Lessons from Foundation Leaders

By: Will
Will is a participant in Allowance for Good's Winter 2015 Emerging Leaders in Philanthropy: Explorers class.

This week at ELP, we were lucky enough to talk to a few leaders in the philanthropy world today. Two members of the McCormick Foundation and one from the Jack Miller Family Foundation joined us to discuss their work. We learned the origins of each group, and what they strive to fix through their philanthropy. Programs run by the groups varied immensely, and the speakers were passionate while discussing the diverse initiatives focused on Judaism  medical research, civics, education, democracy, aid for veterans, and more.

As students, it was interesting to hear from two separate foundations each trying to give meaningful grants. The McCormick Foundation is substantially larger than the Jack Miller Family Foundation, but both groups utilized similar grant-making policies. Personally, it was unexpected to hear just how driven each group was by their founders. For the McCormick foundation, they are still driven by the values from about 150 years ago. Jack Miller, who is still alive today, also plays a large role in crafting his foundation’s initiatives. 

Later in the class, we were invited to ask a few questions of our panel. I asked the first question, which was definitely a tough one to answer. I inquired as to how their foundations measure the success of their grants after giving them. The answers varied, but provided nice insight into how decisions are made in foundations. Suzanne Knoll from the Jack Miller Family Foundation noted that their group attempts to give grantees the tools to measure success on their own. They also try and use any quantitative data available to find the impact of the programs. The representatives from the McCormick Foundation also commented on the difficulty of analyzing success in philanthropy, and what their efforts have been. 

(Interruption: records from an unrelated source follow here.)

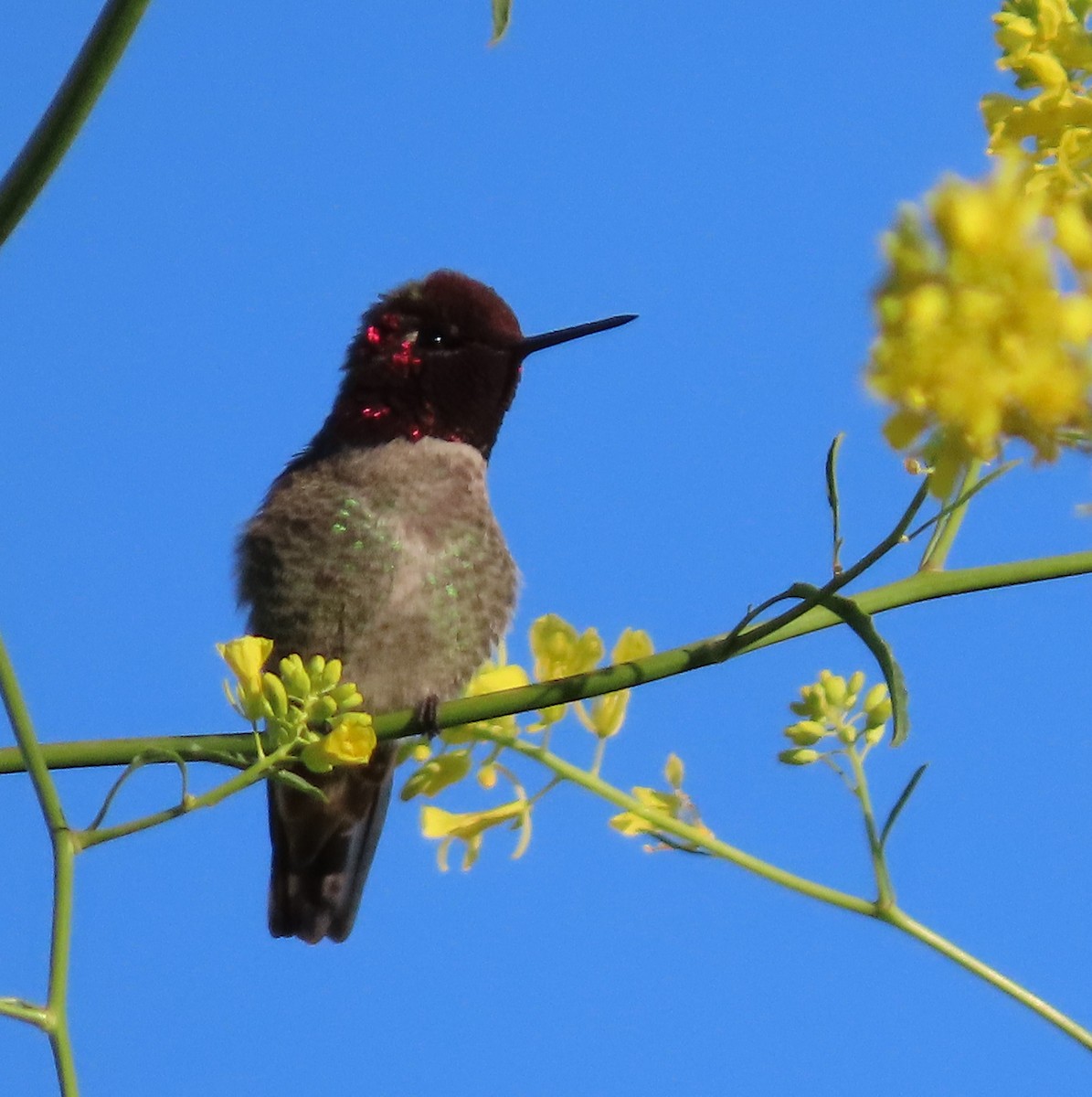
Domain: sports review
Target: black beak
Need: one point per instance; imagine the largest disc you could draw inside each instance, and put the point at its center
(532, 344)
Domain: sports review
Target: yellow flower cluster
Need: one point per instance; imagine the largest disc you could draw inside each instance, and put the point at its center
(675, 804)
(832, 708)
(306, 702)
(977, 341)
(1048, 48)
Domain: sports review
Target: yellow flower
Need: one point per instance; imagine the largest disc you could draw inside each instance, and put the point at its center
(246, 657)
(977, 344)
(470, 827)
(607, 713)
(1048, 48)
(350, 743)
(560, 652)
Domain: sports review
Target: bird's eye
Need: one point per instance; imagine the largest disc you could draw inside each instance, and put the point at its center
(438, 339)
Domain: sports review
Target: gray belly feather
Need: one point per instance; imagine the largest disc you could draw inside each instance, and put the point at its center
(388, 559)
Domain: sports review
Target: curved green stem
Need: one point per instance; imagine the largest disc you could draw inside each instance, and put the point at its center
(60, 947)
(883, 910)
(239, 749)
(95, 836)
(903, 921)
(939, 543)
(66, 114)
(54, 1018)
(860, 788)
(685, 832)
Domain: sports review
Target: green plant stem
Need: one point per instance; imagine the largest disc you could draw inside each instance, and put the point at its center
(54, 1018)
(21, 1010)
(685, 832)
(84, 839)
(68, 111)
(921, 587)
(991, 975)
(882, 911)
(939, 543)
(60, 947)
(886, 889)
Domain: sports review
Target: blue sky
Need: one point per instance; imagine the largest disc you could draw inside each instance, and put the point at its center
(172, 315)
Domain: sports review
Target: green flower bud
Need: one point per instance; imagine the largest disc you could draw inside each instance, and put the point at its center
(799, 756)
(295, 678)
(331, 674)
(320, 708)
(806, 732)
(275, 696)
(874, 696)
(673, 771)
(833, 687)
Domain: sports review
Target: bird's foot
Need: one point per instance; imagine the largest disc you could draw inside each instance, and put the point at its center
(426, 714)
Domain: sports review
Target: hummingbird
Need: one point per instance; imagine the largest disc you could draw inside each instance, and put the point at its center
(377, 546)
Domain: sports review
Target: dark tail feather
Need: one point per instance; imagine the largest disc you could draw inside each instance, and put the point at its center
(323, 850)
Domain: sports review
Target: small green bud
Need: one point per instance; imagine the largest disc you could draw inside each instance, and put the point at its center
(331, 674)
(873, 735)
(879, 713)
(295, 677)
(806, 732)
(320, 708)
(673, 771)
(833, 687)
(275, 696)
(799, 756)
(874, 696)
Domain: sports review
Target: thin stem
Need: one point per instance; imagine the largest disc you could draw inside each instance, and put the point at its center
(597, 765)
(881, 911)
(939, 543)
(66, 114)
(885, 889)
(60, 947)
(54, 1018)
(21, 1010)
(86, 839)
(668, 824)
(991, 975)
(238, 750)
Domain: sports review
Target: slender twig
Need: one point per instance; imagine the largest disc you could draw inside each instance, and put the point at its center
(921, 587)
(670, 825)
(884, 887)
(883, 910)
(903, 921)
(258, 772)
(943, 537)
(66, 114)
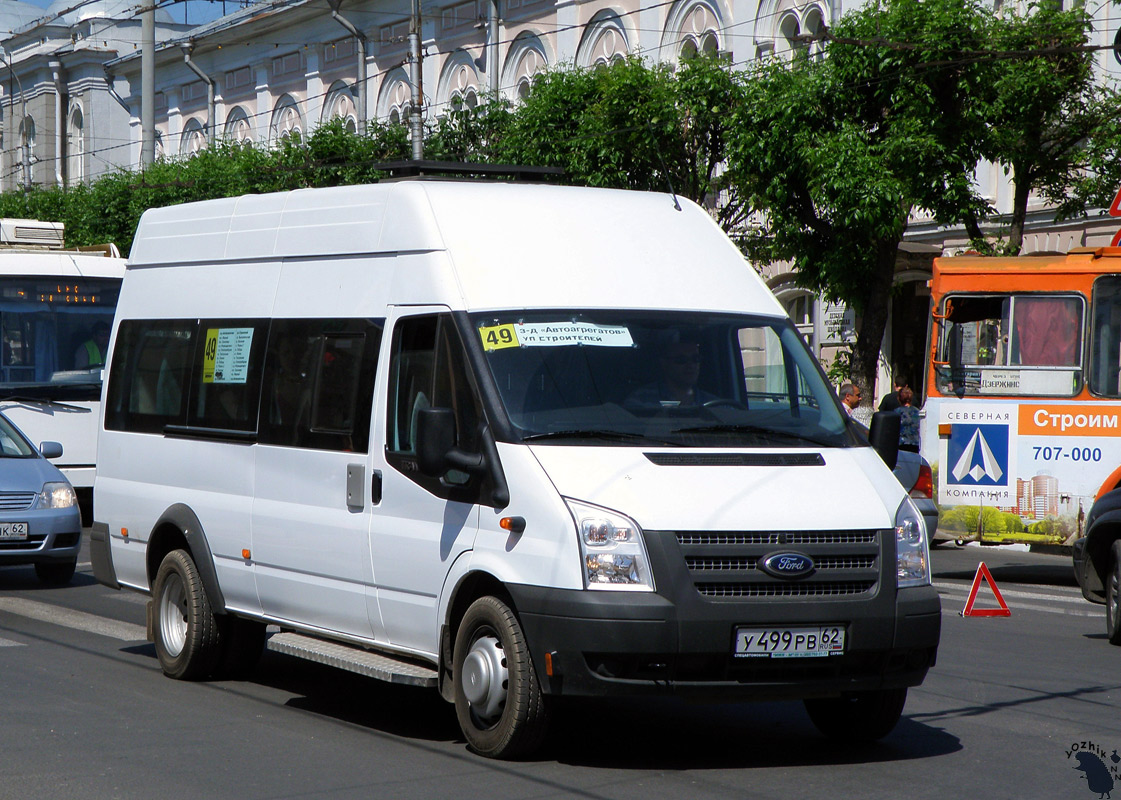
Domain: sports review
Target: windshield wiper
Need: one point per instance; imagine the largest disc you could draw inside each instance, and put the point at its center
(591, 434)
(750, 429)
(43, 401)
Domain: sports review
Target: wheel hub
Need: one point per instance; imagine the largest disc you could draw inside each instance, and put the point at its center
(485, 678)
(173, 616)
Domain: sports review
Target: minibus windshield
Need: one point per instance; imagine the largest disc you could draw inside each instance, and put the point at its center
(54, 335)
(659, 378)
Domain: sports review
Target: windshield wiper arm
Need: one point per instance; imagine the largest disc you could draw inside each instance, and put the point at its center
(587, 434)
(43, 401)
(749, 429)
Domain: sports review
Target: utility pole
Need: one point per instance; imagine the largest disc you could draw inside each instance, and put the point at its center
(148, 84)
(416, 131)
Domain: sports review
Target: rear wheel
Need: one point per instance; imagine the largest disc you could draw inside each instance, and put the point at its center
(186, 630)
(860, 716)
(1113, 595)
(498, 698)
(55, 573)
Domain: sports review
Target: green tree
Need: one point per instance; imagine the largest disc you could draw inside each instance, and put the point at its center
(1040, 107)
(836, 152)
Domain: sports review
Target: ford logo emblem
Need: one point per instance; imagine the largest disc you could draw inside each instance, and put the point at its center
(787, 565)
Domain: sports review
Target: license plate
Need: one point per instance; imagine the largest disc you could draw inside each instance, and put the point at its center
(12, 530)
(789, 642)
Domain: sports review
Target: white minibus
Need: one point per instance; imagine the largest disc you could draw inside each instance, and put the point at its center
(510, 442)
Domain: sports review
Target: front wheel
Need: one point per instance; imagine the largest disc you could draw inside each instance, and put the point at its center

There were a few more questions posed before the end of class. For example, one student asked which of the programs each panel member was most proud of. The unique answers displayed their passion for helping others, and some background for what drives them. Unfortunately we ran out of time a tad early, but the chance to hear from these friendly and intelligent guest speakers was amazing. A friend and I also got to ride down in the elevator with one of the speakers, so it was nice to speak a little bit longer with him. I loved getting to know the philosophy behind each foundation’s work, and I’m looking forward to next week’s class.

Will writes, "I am a Catalyst for Good because everyone deserves the right to be their own catalyst."